Случайно обнаруженные опухоли

При внедрении в медицинскую практику ультразвукового исследования, радиологических методов топической диагностики с высоким разрешением, таких как компьютерная томография и магнитно-резонансная томография, у обследуемых по разным поводам пациентов стали обнаруживаться образования в надпочечниках, которые до этого клинически себя никак не проявляли. В большинстве случаев речь идет об относительно небольших новообразованиях размерами от 0,5 до 6 см в диаметре. Эти опухоли стали называть инциденталомами.
Случайное обнаружение опухоли надпочечника должно заставит врача более тщательно обследовать больного на наличие симптомов адренокортикального, адреномедуллярного заболевания или злокачественного поражения. Тактика в отношении инциденталомы надпочечника зависит, во-первых, от того является ли она источником избыточной продукции какого-либо гормона, и, во-вторых, представляет ли она собой злокачественную опухоль. Гиперсекретирующие образования надпочечников требуют специфической терапии и, чаще всего, хирургического вмешательства.
В целом, подход к инциденталомам надпочечников таков, что удаления требуют гиперсекретирующие и злокачественные образования, а также опухоли больших размеров (больше 5 см) и подозрительные на злокачественные, в то время как образования, доброкачественность которых доказана, такие как простая надпочечниковая киста, миелолипома и гематома надпочечника требуют лишь регулярного (раз в полгода) КТ-контроля.

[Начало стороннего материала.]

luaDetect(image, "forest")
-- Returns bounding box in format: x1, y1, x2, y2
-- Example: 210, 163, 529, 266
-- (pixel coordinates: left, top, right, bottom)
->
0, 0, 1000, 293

Спасительная адреналэктомия

В 2002 году исполнилось 10 лет с момента первого описания в периодической печати Мишелем Гагнером опыта успешных лапароскопических адреналэктомий. За одно десятилетие эта минимально инвазивная хирургическая методика стремительно распространилась по всему миру, развиваясь и совершенствуясь. В настоящее время благодаря своей безопасности и практичности эндоскопическая адреналэктомия прочно вошла в арсенал хирургии надпочечников.
За период - с ноября 1996 года по май 2004 года - мы сделали 152 эндоскопические операции у пациентов с патологией надпочечников. Последние несколько лет мы предпочитаем внебрюшинные ("задние") адреналэктомии, которые сложнее в исполнении для хирурга, но значительно легче переносятся пациентом. В этих операциях мы имеем большой опыт. Большинство наших пациентов выписывается из клиники на 3-4 день после операции, а через 2-3 недели ему разрешена полноценная физическая нагрузка, что невозможно при "открытых" операциях. Добавьте к этому отсутствие большого рубца, возможного ослабления в послеоперационном периоде мышц поясничной области и преимущества эндоскопической адреналэктомии станут неоспоримы.
После удаления одного из надпочечников всю нагрузку берет на себя второй. В таком случае пациенту, как правило, требуется пожизненная заместительная гормонотерапия, назначить которую должен врач-эндокринолог. В дальнейшем необходимо раз в полгода проходить контрольное обследование и консультироваться с врачом, который откорректирует терапию в зависимости от результатов анализов и состояния здоровья пациента. Больным, перенесшим адреналэктомию, также необходимо избегать физических и психических нагрузок, не употреблять алкоголь и снотворные лекарства.